Physical characteristics
- Source: Ponijeri Mountain
- • location: Ponijeri
- • coordinates: 44°15′02″N 18°10′55″E﻿ / ﻿44.25053642886739°N 18.181994027426317°E
- • elevation: 1,115 m (3,658 ft)
- • location: Bosna in Kakanj
- • coordinates: 44°07′25″N 18°06′46″E﻿ / ﻿44.123673281094945°N 18.11281231685688°E
- • elevation: 685 m (2,247 ft)
- Length: 26 km (16 mi)

Basin features
- Progression: Bosna→ Sava→ Danube→ Black Sea

= Zgošća (river) =

River in Kakanj, Bosnia and Herzegovina

Zgošća is river near Kakanj in Bosnia and Herzegovina. The river is known for its canyon, which is protected natural monument.

The Zgošća is right tributary of the river Bosna, and it flows through Kakanj, which sits on the banks of the Zgošća and Bosna.
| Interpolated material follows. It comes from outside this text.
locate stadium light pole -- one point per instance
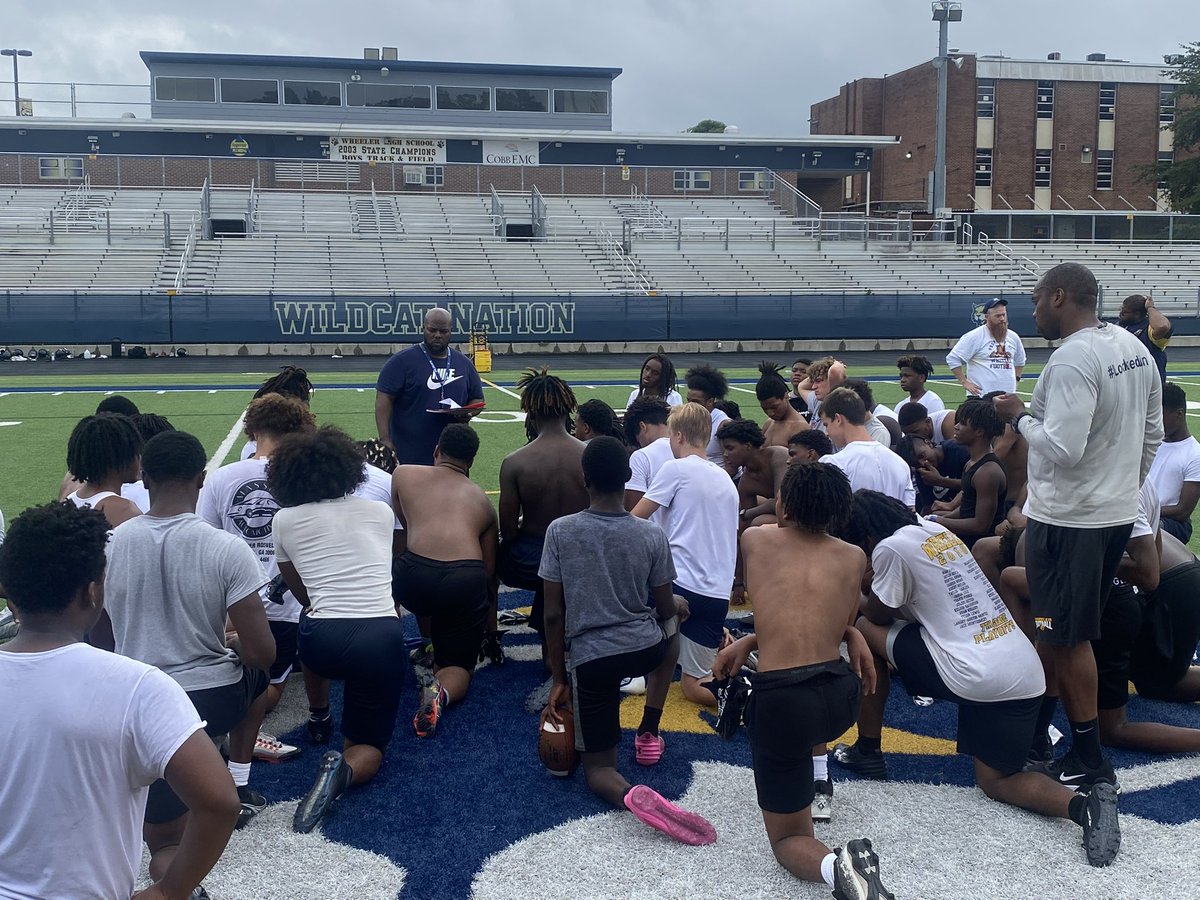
(16, 77)
(945, 12)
It springs from Ponijeri at 1200 meters a.s.l. After the source and up to the village of Tršće, it cut a deep canyon, in the Vukanjsko brdo massif, which is made of dolomite and limestone. Many smaller streams that flow into Zgošća in that canyon have built numerous travertine barriers over which smaller waterfalls and rapids extend. After the canyon, the river spreads into the 3 kilometer long Tršće-Ivnica valley. In the village of Ivnica, it receives its first major tributary, the Vukanjska river. After passing through the village of Ivnica, Zgošća passes through another canyon, the Zgošća Gorge, over 300 meters deep and about 100 meters wide. The river cut its course in the massifs of Crnački Brdo, Gradina and Krevnik. The stream Zagradski Potok spills into Zgošća here. Further through the gorge, it cuts numerous limestone rocks up to 50 meters high, the most famous of which is Crvena Stijena rock in Gradina locality. The rocks are suitable for extreme sports such as mountaineering, and surrounding area for cycling. After the gorge, the river spreads into the Zgošća-Kakanj valley, where it receives the Crnački Potok stream on the right, and the Bukovljanski Potok stream on the left. It then passes through a narrow strait made of marl and reaches Kakanj where it passes through the town. Before it flows into the Bosnia, and due to the proximity of the Kakanj mine, the river is polluted in its lower course.

The Zgošća Stećak was found in the river's bed in the mid-20th century.